Martin averaged more than three fewer points per game in conference play as a junior (14.3) than he did as a sophomore (17.6) , and his three-point percentage dipped by 3 percent.
To add insult to injury, Butler forward Andrew Chrabascz, who averaged six fewer points as well as fewer rebounds, steals and blocks, received All Big East recognition over him.
Angel Delgado had a sizeable struggle of his own: getting Seton Hall over the hump.
Seton Hall failed to make the NCAA Tournament his freshman year after 9 of its last ten games, but Delgado showed potential from the start. He played nearly 30 minutes in his first season, and he nearly averaged a triple-double as a freshman with 9.3 points and 9.8 rebounds.
Isaiah Whitehead led the Pirates to a Big East Tournament Championship when Delgado was a sophomore, and it wasn’t until his junior year that Delgado became a double-digit scorer with a double-double average.

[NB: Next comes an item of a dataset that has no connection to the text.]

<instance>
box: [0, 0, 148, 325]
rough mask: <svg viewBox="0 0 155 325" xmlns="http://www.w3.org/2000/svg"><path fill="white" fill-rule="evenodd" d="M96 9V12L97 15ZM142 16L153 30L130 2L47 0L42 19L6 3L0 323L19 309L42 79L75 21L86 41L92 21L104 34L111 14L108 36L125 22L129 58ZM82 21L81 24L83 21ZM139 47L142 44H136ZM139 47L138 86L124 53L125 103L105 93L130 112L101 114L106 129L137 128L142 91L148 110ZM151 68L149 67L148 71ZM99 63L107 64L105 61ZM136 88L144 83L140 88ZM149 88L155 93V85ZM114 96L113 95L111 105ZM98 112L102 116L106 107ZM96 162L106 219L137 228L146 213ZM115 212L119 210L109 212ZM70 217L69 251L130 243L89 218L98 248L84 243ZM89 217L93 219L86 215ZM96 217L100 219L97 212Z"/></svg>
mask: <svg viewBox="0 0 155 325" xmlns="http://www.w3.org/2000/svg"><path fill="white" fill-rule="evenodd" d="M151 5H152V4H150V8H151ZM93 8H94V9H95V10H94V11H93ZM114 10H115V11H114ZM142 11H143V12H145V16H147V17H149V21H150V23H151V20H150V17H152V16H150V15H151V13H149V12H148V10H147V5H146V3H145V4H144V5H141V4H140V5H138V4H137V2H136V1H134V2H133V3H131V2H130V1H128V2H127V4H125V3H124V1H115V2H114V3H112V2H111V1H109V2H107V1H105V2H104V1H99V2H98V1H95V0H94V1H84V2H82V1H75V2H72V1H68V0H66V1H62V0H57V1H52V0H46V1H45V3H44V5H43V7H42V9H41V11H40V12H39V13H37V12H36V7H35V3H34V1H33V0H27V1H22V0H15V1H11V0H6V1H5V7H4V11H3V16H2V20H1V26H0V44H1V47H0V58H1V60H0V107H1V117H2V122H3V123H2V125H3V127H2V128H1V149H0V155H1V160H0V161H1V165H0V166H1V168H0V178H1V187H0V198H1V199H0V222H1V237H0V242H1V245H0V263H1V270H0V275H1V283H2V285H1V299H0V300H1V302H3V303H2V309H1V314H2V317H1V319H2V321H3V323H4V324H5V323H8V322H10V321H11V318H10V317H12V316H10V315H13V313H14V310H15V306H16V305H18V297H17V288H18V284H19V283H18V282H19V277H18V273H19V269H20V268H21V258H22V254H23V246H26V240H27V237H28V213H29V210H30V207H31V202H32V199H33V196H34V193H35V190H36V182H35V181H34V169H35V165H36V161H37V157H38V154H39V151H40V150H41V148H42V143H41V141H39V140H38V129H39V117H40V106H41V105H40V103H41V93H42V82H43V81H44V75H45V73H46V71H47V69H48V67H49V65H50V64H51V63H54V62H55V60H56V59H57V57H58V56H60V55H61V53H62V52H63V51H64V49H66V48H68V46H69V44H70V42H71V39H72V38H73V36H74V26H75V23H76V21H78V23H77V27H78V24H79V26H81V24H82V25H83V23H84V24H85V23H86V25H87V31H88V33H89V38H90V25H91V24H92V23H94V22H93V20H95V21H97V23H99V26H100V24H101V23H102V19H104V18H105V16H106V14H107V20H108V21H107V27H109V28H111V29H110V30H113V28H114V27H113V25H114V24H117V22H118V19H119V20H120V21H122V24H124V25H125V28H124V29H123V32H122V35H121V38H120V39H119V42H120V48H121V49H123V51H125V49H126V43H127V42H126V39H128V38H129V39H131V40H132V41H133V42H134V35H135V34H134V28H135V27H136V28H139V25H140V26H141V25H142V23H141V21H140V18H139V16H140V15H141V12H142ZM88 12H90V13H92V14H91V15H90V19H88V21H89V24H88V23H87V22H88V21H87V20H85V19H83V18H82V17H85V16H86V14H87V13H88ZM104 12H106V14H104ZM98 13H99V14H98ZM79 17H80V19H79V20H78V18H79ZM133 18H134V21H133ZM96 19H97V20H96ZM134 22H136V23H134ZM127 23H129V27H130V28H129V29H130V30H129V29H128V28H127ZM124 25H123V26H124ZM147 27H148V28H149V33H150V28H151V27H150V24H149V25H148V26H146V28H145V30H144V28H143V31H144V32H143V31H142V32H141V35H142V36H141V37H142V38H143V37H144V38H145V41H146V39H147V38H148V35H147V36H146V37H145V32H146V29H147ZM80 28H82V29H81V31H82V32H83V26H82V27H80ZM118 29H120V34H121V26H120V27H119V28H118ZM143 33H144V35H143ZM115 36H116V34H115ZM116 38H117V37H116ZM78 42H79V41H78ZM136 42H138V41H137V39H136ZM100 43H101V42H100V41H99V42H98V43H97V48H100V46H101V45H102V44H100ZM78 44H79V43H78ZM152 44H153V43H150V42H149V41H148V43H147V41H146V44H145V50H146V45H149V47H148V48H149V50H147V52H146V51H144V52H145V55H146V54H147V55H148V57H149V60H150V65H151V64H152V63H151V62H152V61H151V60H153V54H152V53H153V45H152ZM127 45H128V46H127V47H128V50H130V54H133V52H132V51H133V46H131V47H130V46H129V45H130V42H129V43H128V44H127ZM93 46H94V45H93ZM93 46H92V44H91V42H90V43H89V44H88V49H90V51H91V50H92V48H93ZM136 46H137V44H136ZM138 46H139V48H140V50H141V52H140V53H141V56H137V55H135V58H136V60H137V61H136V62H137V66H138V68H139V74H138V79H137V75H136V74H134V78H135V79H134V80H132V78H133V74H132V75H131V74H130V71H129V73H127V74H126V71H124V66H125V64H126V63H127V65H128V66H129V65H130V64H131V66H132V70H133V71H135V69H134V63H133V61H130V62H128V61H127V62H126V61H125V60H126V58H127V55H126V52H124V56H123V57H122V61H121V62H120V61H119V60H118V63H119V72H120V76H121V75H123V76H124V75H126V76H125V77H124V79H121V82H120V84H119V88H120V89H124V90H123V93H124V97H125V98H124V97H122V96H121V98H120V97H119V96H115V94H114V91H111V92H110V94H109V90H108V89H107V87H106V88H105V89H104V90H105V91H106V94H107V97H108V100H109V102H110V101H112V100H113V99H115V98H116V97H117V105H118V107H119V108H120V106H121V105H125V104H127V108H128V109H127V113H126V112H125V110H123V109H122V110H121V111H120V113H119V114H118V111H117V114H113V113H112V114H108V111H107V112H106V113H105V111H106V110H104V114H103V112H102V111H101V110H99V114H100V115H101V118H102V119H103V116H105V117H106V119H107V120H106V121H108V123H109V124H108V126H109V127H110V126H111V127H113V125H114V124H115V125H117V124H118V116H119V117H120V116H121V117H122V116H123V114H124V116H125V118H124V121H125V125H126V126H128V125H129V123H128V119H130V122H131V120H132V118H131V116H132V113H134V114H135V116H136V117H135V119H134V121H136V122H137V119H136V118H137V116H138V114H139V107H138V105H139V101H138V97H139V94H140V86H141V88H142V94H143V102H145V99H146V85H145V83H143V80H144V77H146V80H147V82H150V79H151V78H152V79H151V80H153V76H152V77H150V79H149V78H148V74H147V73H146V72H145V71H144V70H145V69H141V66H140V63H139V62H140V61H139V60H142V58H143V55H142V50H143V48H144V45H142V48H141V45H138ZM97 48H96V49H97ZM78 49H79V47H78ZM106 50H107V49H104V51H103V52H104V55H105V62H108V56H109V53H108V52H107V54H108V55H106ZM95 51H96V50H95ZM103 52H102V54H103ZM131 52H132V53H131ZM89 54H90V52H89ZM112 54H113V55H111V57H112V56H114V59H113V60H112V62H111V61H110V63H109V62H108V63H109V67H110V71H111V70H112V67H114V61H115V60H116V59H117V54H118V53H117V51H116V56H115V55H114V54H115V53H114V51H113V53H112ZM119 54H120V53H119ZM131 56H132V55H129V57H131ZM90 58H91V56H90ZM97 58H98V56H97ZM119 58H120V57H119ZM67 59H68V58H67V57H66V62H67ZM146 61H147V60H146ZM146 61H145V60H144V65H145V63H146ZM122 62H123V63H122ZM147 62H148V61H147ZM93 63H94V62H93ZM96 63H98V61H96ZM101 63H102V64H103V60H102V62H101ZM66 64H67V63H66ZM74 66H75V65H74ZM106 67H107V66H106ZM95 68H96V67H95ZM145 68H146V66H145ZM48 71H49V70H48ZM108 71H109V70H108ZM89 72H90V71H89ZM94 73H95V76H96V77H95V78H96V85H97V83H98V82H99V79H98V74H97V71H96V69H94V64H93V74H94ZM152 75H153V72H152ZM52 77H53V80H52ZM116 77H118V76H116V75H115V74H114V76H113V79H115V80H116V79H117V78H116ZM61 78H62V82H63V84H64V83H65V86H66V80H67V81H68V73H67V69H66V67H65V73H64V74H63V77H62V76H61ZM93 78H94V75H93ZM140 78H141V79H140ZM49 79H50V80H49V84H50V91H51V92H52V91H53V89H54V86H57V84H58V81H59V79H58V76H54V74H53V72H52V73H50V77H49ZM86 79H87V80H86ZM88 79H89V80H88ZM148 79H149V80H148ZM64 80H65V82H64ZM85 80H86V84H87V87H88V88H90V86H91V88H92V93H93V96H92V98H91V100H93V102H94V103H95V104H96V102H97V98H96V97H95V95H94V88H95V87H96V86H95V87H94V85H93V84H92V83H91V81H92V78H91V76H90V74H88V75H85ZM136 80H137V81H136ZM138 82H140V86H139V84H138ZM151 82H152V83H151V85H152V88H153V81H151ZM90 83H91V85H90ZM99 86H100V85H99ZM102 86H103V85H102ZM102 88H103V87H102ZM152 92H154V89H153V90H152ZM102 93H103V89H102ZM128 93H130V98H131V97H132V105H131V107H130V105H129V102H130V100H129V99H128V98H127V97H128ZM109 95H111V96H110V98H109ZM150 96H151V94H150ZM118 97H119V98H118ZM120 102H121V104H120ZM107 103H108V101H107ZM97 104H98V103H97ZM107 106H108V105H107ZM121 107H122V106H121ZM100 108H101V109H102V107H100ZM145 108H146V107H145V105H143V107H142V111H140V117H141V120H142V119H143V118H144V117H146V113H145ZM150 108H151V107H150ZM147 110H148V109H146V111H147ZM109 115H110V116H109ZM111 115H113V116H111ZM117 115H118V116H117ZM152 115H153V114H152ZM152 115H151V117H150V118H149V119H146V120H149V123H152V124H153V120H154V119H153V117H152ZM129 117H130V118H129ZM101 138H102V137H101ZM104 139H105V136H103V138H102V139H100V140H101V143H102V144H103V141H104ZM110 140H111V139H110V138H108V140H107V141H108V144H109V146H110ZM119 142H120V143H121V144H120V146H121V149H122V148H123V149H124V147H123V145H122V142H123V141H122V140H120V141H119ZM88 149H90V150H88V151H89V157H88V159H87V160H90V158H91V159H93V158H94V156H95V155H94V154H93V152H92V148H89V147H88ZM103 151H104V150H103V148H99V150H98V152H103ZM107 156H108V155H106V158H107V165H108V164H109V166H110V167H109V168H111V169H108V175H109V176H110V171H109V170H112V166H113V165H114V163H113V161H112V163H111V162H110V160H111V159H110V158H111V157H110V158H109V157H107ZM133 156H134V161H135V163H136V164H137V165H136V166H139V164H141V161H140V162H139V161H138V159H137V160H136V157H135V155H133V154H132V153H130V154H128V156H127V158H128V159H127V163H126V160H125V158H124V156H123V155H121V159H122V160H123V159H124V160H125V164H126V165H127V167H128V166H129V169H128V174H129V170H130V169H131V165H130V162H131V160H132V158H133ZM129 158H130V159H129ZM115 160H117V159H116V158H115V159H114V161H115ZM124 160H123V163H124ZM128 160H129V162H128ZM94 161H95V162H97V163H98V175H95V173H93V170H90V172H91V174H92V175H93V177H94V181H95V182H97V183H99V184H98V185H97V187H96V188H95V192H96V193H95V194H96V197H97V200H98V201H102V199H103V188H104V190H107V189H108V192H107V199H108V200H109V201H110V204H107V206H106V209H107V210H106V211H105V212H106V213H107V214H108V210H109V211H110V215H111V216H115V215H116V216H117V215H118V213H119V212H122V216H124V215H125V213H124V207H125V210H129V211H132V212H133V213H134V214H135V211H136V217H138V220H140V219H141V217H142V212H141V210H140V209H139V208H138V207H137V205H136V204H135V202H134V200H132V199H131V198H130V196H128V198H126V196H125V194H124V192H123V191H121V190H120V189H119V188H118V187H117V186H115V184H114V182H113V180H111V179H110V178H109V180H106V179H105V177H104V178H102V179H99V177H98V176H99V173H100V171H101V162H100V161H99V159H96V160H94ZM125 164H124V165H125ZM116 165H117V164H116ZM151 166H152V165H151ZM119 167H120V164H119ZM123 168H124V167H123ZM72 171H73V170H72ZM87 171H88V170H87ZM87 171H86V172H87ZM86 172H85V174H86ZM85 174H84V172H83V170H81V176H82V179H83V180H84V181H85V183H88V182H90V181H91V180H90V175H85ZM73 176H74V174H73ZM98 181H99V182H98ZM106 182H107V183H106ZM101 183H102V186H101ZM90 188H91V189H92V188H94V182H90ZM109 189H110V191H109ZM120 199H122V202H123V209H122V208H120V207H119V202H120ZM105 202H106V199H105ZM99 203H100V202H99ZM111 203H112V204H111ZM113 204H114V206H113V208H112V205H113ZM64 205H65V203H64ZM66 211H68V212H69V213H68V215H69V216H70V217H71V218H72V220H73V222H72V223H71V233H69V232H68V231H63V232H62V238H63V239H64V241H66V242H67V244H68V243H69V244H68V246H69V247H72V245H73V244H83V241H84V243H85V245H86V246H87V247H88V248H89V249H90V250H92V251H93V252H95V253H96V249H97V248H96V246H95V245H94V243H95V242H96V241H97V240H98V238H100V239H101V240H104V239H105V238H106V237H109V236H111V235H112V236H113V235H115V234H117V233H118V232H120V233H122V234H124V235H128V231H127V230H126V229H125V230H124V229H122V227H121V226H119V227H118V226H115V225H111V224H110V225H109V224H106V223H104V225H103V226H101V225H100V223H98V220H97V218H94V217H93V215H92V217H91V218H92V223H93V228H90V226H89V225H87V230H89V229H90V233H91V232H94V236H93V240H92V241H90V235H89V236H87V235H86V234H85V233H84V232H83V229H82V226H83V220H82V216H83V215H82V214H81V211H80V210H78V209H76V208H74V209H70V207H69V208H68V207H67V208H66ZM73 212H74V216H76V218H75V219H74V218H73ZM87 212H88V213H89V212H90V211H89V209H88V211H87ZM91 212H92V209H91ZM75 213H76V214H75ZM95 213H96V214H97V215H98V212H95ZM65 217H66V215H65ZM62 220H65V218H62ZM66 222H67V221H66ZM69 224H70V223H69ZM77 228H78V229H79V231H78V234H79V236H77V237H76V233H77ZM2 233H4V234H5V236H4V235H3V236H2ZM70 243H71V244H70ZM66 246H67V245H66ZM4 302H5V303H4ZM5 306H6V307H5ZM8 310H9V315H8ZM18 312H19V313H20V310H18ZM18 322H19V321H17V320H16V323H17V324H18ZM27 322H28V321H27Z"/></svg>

But the Pirates still hadn’t made it into the national picture.
Coming into this season, Delgado was 8-16 against KenPom top 25 teams, and Seton Hall hadn’t advanced in the NCAA Tournament in career, with their only postseason success coming in the 2016 Big East Tournament. The Pirates have been a mere six-seed and a nine-seed in the last two NCAA Tournaments, and Seton Hall had never been ranked nationally before the beginning of this season.
Delgado and Martin’s battle on Saturday was them making up for time lost from earlier in their careers. Delgado had a career-high 28 points and 15 rebounds and was virtually unstoppable as he went 9-15 from the field behind a myriad of post-ups and put backs against Butler’s undersized front line.
Then, he sealed the win with an offensive rebound, collecting a missed three and forcing the Bulldogs to foul with less than 30 seconds left.
After being forced to sit for most of the first half after two quick fouls, Martin scored 20 points in the second half on a 9-18 shooting night. Despite his struggles from beyond the arc, Martin played a pivotal role in building an 11-point lead, and Lavall Jordan kept turning to him for baskets late.
But with the game tied at 82 and just over a minute to go, Martin drove towards the basket and was chested by Delgado, who contested and rebounded the shot. His outlet pass to Khadeen Carrington, who added 29 points of his own, led to a fast-break layup and gave the Pirates the lead.
Seton Hall, sitting at 3-0 in the Big East for the first time since 1999 and ranked 21st in the country, is building its best NCAA Tournament resume it has in Delgado’s career, while Martin is finally getting to call Butler his team. So their matchup didn’t disappoint.
Mind you, this was a showdown between the fourth and fifth teams in the conference, ranked by KenPom.
”The Big East is the best basketball league in the country,” Kevin Williard said after watching two of the conference’s biggest stars show out. “And it’s not even close.”